BOB GARFIELD: In the 1994 Rwandan genocide, the media played a critical role in stoking the violence that caused hundreds of thousands of deaths. To prevent further conflict, the Rwandan government has placed restrictions on the nation's private media.
A proposed press law would legally enforce a journalistic code of ethics and require reporters to be licensed. It would make it a crime to use language that would seem to divide the country between Hutus and Tutsis.
Enrique Armijo, a media law attorney based in Washington, was part of a team that went to Rwanda to make recommendations on the new law. He said lawmakers there saw no problem with licensing journalists.
ENRIQUE ARMIJO: His response to me was, well, you're a lawyer. You need a license. A doctor needs a license. And our kind of stock response to that is that I need a license as a lawyer because if I mess up, someone can go to jail, or if I'm a doctor, if I mess up, someone can die. And the official's response to that was basically – and?
They all started off basically with the phrase, ‘the media destroyed this country.’ Journalists associated with the radio station RTLM broadcast license plates of cars that were carrying Tutsis and moderate Hutus so the genociders could set up roadblocks, intercept them, basically facilitating the genocide of more than 800,000 Rwandans.
The newspaper Kangura published what it called "The Hutu Ten Commandments," which set out principles of hate, such as Hutus who interacted with Tutsis were traitors, Tutsis were generally untrustworthy, Tutsis should not be in any positions of power in the country.
So these two outlets, which were supported, directly or indirectly, by the government, fomented ethnic hatred in the country. BOB GARFIELD: So how do you go into that environment and explain that the value of free expression trumps any historical fears? ENRIQUE ARMIJO: Some of what we do is to try to identify international treaties that Rwanda has signed onto that are more protective of freedom of expression than the current press law is. The Rwandan constitution states that any treaty to which Rwanda is a party takes precedence over domestic law.
So we had some kind of freedom of expression arrows in the quiver, but, of course, these documents were all pre-genocide. The officials in Rwanda, and even the people, see themselves as charged with the task of rebuilding the country. And they're also, frankly, a little bit skeptical of the international community. The domestic media in Rwanda was complicit in what happened, but I think it's fair to say that the international media community was complicit in the sense that what was about to happen and was happening in Rwanda was not reported.

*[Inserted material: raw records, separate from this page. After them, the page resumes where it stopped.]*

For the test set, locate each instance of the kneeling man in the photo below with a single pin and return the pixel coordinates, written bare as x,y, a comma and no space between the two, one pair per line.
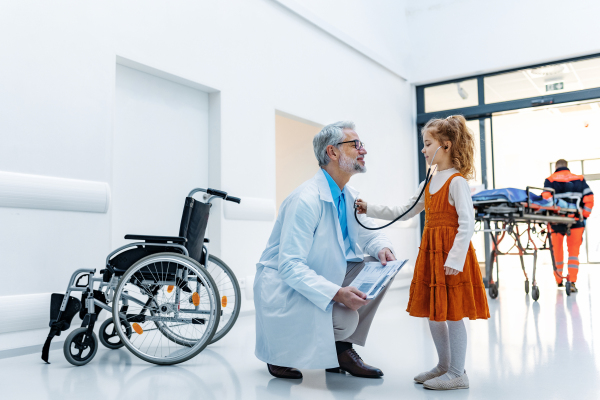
306,314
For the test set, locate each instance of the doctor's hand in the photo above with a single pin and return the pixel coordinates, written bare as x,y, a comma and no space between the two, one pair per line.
361,206
385,255
351,297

So the public officials in Rwanda treat any kind of invocation of internationalism with a healthy and probably justified dose of skepticism. BOB GARFIELD: You were there as part of a team to analyze the situation and to make recommendations. What finally were your recommendations, and what expectation do you have that anybody there was really listening? ENRIQUE ARMIJO: We kind of like to break it down into two categories. There were aspirational recommendations and practical recommendations. In the former category, one example that I'd spoke of was the criminalization of libel. And the Parliamentarian's response to that is, well, libel and defamation are in the penal code. We can't give journalists any special treatment under the press law. If you as a private citizen defame me, it's a crime; so if a journalist defames me, that should be a crime as well.
On the other hand, there were some recommendations that we made in terms of freedom of expression that we hope will be accepted. And we also – whether it's licensing of journalists, licensing of a radio station – if we couldn't remove those provisions from the law entirely, we sought to make explicit that those decisions were appealable to an independent authority to try to diffuse power in the system to the degree that we could. BOB GARFIELD: So tell me about the reaction from the Rwandan Parliamentarians. Did they treat you dismissively and say, you know, walk a mile in our shoes and then think about these high-falutin' principles that you're bestowing upon us? Or were they actually moved by your arguments?
ENRIQUE ARMIJO: Well, they're very grateful and they're very gracious, but I wouldn't kid myself into thinking that I was the first Westerner to come in to try to tell Rwandans how they should [LAUGHS] run Rwanda.
My hope is that some of our recommendations will make it into the final law. But I think even people in the public see this as a very delicate balance; there are thousands of extremist Hutus right on the other side of the border of the country. The government truly believes that it may only take another Kangura or another RTLM to take it back down that road. BOB GARFIELD: Well, Enrique, thank you so much. ENRIQUE ARMIJO: Thank you, Bob. BOB GARFIELD: Enrique Armijo is a media law attorney at Covington and Burling in Washington, DC. He took part in the evaluation of the Rwandan press laws with the British Stanhope Centre and the Center for Global Communication Studies at the University of Pennsylvania's Annenberg School of Communications.